|The Development of High Performance Scientific Applications|
|William Shelton, Pacific Nothwest National Laboratory|
|Applications Faculty Candidate|
|Johnston Hall 338
May 03, 2012 - 10:45 am
The development of high performance applications on large-scale parallel architectures requires the close collaboration with the domain scientist, computer scientist and applied mathematicians. In this presentation I will describe the theoretical development and the numerical implementation of three first principles density functional theory methods based on multiple scattering theory that all achieved high performance (80-90% efficiency) via a multi-disciplinary approach. This work resulted in a number of high performance computing awards including several Gordon Bell Awards, Computerworld Smithsonian Laureate Award, and a Cray Gigaflop award. These methods represented new approaches and the ability to address scientific problems that were not treatable due their inherent complexity that required considerable computational resources rendering them untenable at that time on modern high performance systems.

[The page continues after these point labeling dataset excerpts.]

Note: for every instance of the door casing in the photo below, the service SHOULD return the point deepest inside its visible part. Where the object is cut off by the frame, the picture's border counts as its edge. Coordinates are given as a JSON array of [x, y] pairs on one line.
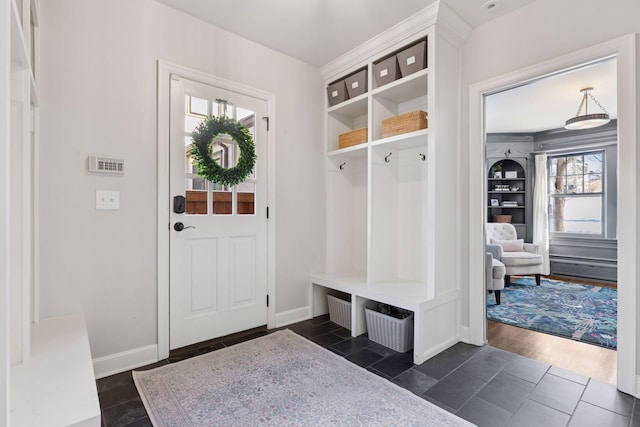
[[624, 50], [165, 71]]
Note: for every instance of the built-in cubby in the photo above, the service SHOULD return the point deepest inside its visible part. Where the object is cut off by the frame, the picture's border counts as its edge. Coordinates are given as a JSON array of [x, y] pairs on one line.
[[398, 209], [391, 201], [347, 213]]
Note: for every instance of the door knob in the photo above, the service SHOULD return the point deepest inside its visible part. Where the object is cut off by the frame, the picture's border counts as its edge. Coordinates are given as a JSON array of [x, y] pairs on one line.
[[178, 226]]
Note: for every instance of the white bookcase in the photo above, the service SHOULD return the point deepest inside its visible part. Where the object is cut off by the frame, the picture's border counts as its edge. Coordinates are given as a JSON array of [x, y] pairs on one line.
[[391, 203]]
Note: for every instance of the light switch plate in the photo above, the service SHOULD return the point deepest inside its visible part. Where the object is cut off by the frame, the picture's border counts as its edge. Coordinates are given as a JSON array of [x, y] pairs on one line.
[[107, 199]]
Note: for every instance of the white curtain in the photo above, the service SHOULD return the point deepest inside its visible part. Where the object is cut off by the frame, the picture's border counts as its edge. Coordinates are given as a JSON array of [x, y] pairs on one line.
[[540, 212]]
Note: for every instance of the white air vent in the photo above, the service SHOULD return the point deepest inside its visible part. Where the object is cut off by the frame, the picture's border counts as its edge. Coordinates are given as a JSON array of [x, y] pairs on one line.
[[106, 164]]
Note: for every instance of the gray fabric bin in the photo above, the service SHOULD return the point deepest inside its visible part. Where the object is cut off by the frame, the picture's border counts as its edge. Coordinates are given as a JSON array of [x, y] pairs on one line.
[[356, 83], [397, 334], [386, 71], [413, 58], [337, 93]]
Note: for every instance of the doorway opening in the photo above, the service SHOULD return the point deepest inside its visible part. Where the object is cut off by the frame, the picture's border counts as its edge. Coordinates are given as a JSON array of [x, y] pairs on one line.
[[623, 49], [573, 199]]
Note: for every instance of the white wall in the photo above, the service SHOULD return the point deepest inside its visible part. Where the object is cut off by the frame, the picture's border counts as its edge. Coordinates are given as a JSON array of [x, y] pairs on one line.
[[98, 96], [533, 34]]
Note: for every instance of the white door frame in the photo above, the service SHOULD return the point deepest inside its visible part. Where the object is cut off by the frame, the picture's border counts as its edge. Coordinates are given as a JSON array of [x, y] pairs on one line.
[[624, 50], [165, 70]]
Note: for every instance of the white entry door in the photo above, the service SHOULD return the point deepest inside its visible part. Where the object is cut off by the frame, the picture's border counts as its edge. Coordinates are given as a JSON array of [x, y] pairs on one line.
[[218, 261]]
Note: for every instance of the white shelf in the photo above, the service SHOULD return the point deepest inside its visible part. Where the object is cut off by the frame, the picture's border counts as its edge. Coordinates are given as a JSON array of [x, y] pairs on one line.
[[404, 141], [354, 151], [56, 385], [404, 89], [399, 292], [354, 107]]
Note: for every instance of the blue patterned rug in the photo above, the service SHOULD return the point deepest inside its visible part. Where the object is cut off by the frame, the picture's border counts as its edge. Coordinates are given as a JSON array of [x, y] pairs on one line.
[[580, 312]]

Dr. Shelton began his career in 1990 as National Academy of Sciences/National Research Council Postdoctoral fellow in the Complex Systems Theory Group at the Naval Research Laboratory. He then joined Oak Ridge National Laboratory as a staff scientist in 1992. Dr. Shelton was a group leader of the Computational Condensed Matter Physics group until 2001 and a Distinguished Senior Research Staff member of the Computational Chemical Sciences group prior to coming to EMSL in September 2010. He also spent a year during his Ph.D. studies at the University of Bristol in Bristol, England working with Professor Balaz Gyorffy. The main body of his work is in the general area of disorder systems, alloy theory and surface science where he has worked on incorporating magnetic and chemical disorder including point defects, such as vacancies and antisites in both materials and chemistry. Early in his career he worked superconductivity, magnetic multilayers, intermetallics and later he worked on surface science problems including recent investigations in Li-Air battery systems.